Si Sulung Tersaingi Dengan Kedatangan Adik Baru, Begini Cara Mengatasinya


Punya momongan baru memang menyenangkan ya, Bunda. Begitu juga yang saya alami. Sejak usia anak pertama 4 tahun saya dan suami memang sudah merencanakan nambah momongan dengan lebih serius. Lebih serius maksudnya lepas KB IUD yang selama ini saya pasang dan siap jika saya kembali hamil. Sebelumnya rencana untuk kembali nambah momongan ini tercetus karena memikirkan si sulung yang sendirian jika dewasa kelak. Akhirnya dengan pertimbangan sana-sini diambillah keputusan mulai merencanakan punya bayi lagi.

Bulan Februari 2016 kemarin alhamdulillah saya kembali hamil anak kedua dan bersyukurnya saya karena kondisi kehamilan sehat sampai waktu bersalin tiba. Si sulung juga kelihatannya tidak sabar ingin melihat calon adiknya. Buktinya dia selalu bertanya "Kapan adik lahir, Bu?" dan selalu antusias jika melihat adiknya ada di layar monitor ketika saya melakukan USG. Setelah sembilan bulan lewat 5 hari, Alhamdulillah akhirnya adik bayi lahir selamat dengan berat 2,9 kg dan tinggi 4,9 cm.

Si sulung mulai merasa tersaingi

Dua hari dirumah sakit si sulung awalnya happy-happy saja. Bagaimana tidak, di kamar ada tv lengkap dengan chanel cartoon kesukaannya. Jadi orang yang paling betah berada di RS itu ya si sulung. Setelah pulang dari Rumah Sakit barulah drama dimulai si sulung merasa ibunya selalu memperhatikan adiknya. Jika adik rewel sedikit saja, saya langsung menggendongnya. Menimang dan menyusuinya. Ternyata kegiatan ini diperhatikan oleh si sulung. Wah, mulai deh dia bikin ulah supaya saya juga memperhatikannya.

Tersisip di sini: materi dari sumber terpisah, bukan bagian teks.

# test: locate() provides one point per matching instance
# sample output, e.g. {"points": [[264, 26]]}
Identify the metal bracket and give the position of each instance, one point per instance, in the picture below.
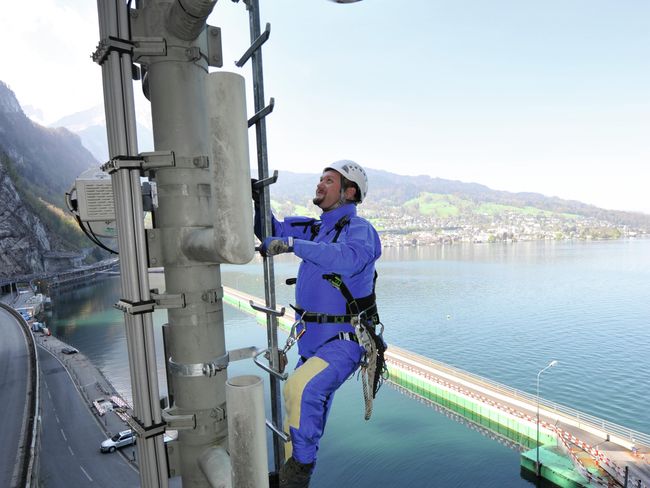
{"points": [[178, 422], [266, 310], [212, 296], [259, 184], [169, 301], [154, 247], [145, 432], [215, 54], [194, 370], [268, 369], [263, 37], [213, 367], [143, 162], [149, 46], [122, 162], [193, 53], [280, 433], [262, 113], [109, 45], [135, 308], [158, 159]]}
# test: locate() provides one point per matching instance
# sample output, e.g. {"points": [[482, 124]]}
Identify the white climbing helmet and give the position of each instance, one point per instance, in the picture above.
{"points": [[353, 172]]}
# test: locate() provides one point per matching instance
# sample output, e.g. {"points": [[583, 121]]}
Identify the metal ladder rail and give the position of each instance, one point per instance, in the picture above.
{"points": [[259, 121]]}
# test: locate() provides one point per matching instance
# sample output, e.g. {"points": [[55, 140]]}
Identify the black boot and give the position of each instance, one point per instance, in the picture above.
{"points": [[294, 474]]}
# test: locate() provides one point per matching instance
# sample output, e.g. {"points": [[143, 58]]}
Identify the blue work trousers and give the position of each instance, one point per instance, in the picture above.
{"points": [[308, 395]]}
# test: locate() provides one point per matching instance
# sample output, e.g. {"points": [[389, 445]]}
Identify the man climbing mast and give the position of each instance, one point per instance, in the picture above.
{"points": [[334, 293]]}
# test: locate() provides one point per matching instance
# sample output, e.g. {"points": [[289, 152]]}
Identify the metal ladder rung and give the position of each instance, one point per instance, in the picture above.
{"points": [[262, 113], [263, 37], [280, 433]]}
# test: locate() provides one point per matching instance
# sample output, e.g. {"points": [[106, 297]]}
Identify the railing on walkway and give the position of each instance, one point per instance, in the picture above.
{"points": [[639, 438], [30, 441]]}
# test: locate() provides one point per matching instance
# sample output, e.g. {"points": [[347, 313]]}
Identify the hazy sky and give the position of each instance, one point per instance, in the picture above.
{"points": [[550, 96]]}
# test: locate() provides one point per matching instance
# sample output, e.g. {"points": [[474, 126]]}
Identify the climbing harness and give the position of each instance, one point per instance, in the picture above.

Mulai dari berteriak-teriak, loncat sana sini sampai berantakin mainannya. Duh, sungguh malah jadi stress. Awalnya saya emosi menghadapi semua itu, namun jika malam tiba dan saya perhatikan wajah polosnya. Saya mengerti bahwa semua lelakunya itu hanya karena dia juga ingin diperhatikan. 

Lalu apa yang harus dilakukan?

Mulanya saya berusaha mengembalikan sebanyak-banyaknya kegiatan yang selalu kami lakukan bersama. 

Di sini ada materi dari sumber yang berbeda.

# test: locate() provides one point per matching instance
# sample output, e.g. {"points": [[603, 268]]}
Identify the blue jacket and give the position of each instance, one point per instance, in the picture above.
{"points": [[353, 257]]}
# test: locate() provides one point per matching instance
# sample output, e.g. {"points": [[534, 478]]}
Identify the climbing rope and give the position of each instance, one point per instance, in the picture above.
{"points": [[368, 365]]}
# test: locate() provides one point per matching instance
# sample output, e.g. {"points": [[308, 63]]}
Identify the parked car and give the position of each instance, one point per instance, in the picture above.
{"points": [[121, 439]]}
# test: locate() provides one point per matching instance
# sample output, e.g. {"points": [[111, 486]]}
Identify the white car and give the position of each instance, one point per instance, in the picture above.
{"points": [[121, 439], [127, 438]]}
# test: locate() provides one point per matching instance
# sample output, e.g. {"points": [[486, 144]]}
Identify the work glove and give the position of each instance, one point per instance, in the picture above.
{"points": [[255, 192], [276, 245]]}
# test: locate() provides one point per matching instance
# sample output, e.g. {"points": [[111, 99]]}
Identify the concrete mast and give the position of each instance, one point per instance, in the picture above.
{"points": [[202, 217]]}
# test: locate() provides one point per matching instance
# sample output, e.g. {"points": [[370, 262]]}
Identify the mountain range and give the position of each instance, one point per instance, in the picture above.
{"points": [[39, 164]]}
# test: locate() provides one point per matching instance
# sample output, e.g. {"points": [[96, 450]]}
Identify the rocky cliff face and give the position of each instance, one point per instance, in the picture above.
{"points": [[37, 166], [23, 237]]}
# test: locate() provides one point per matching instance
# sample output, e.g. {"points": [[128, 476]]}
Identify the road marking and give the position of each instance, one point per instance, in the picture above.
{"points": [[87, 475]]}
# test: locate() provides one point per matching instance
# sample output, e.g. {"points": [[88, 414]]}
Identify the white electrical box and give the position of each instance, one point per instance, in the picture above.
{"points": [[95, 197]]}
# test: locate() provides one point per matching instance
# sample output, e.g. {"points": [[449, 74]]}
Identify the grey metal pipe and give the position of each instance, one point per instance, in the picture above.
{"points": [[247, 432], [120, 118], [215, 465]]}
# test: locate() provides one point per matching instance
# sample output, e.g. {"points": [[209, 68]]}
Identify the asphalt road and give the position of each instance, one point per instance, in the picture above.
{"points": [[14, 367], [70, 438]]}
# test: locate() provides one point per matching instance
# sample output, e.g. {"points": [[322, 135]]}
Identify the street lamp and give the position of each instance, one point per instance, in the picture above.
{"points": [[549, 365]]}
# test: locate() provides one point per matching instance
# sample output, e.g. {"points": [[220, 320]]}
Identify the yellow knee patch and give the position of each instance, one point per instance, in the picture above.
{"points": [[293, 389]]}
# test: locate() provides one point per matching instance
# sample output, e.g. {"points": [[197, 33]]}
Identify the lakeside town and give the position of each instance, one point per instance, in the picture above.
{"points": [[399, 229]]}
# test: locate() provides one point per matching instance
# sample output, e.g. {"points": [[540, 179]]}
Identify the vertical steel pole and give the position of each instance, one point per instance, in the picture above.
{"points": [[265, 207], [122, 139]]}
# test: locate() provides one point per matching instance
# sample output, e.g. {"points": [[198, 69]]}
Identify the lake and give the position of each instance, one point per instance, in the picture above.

Misalnya dengan makan bersama, minum teh bersama sambil bercerita. Si adik saya titipkan dulu ke kakak pengasuh atau ayahnya. Kegiatan ini hanya kami lakukan di rumah saja, mengingat saya belum bisa banyak bergerak.

Membacakan buku-buku kesukaannya sebelum tidur.

Ini adalah kegiatan yang wajib kami lakukan sebelum tidur. Ketika ada adik baru, otomatis kegiatan membaca buku terhenti. Saya lebih berkonsentrasi menidurkan si kecil ketimbang abanya. Menurut saya kala itu, wajar saya melakukan itu, toh abangnya sudah besar. Namun pemikiran si sulung tidak seperti itu. Dia merasa kehilangan moment ketika waktu tidur tiba. Saya kembali memperbaiki bonding kami berdua dengan kembali mencari buku-buku yang disukainya untuk dibaca ulang. Kebanyakan buku tersebut saya simpan rapi di dalam kotaknya, hanya buku yang sedang dibaca saja yang dikeluarkan. Tapi saya berfikir alangkah baik jika kembali membacakan buku-buku lamanya untuk mengingat isi cerita dan kenangan yang pernah terjadi ketika dulu. 

Jika saya keteteran, ayahnya akan mengambil alih membacakan buku untuk si sulung, tentunya dengan gaya bahasa ayah. Ayah membaca lebih lambat dari saya dan si sulung nyeletuk "suara ayah bagus, besok Azam minta ayah bacain buku lagi ah"
ciee..ciee... ayah sengah sengeh deh. Dan yang lebih penting si sulung merasa kegiatannya sebelum tidur kembali. Jadi dia akan tertidur dengan senyum di wajahnya.

Membawanya keluar rumah

Dulu sebelum punya adik bayi, saya memang sering pergi berdua saja dengan abangnya. Entah itu ke warung, minimarket, taman kota dan lain-lain. Namun sejak kehadiran adik baru tentu si abang terabaikan. Soalnya saya jadi lebih banyak menghabiskan waktu di rumah mengasuh bayi. Kegiatan sehari-hari si sulung otomatis monoton seperti saya. Balik sekolah, di rumah. Malam tidur. Sudah begitu terus. Lama-lama dia bosan dan mulai berulah. 

Tidak kehilangan akal, setelah saya benar-benar sehat dan boleh beraktifitas di luar rumah, saya mulai membawa si sulung ikut serta. Kami sering naik motor berdua keliling-keliling komplek rumah. Singgah di warug beli keperluan dan jajan si abang tentunya. Kadangkala saya menyediakan sedikit waktu setidaknya satu jam untuk kami duduk-duduk di taman kota. Kegiatan ini sederhana tapi mampu melekatkan kembali bonding antara kami berdua.

Ajaib ternyata cara-cara ini berhasil. Kini si sulung bisa menerima kehadiran adik baru tanpa harus merasa tersaingi. Yang lebih bersyukur adalah saya tentunya. Karena bisa lebih tenang menghadapi keriuhan yang kadang terjadi. Yah, namanya punya dua anak kecil wajar kalau riuhnya rasa sekampung.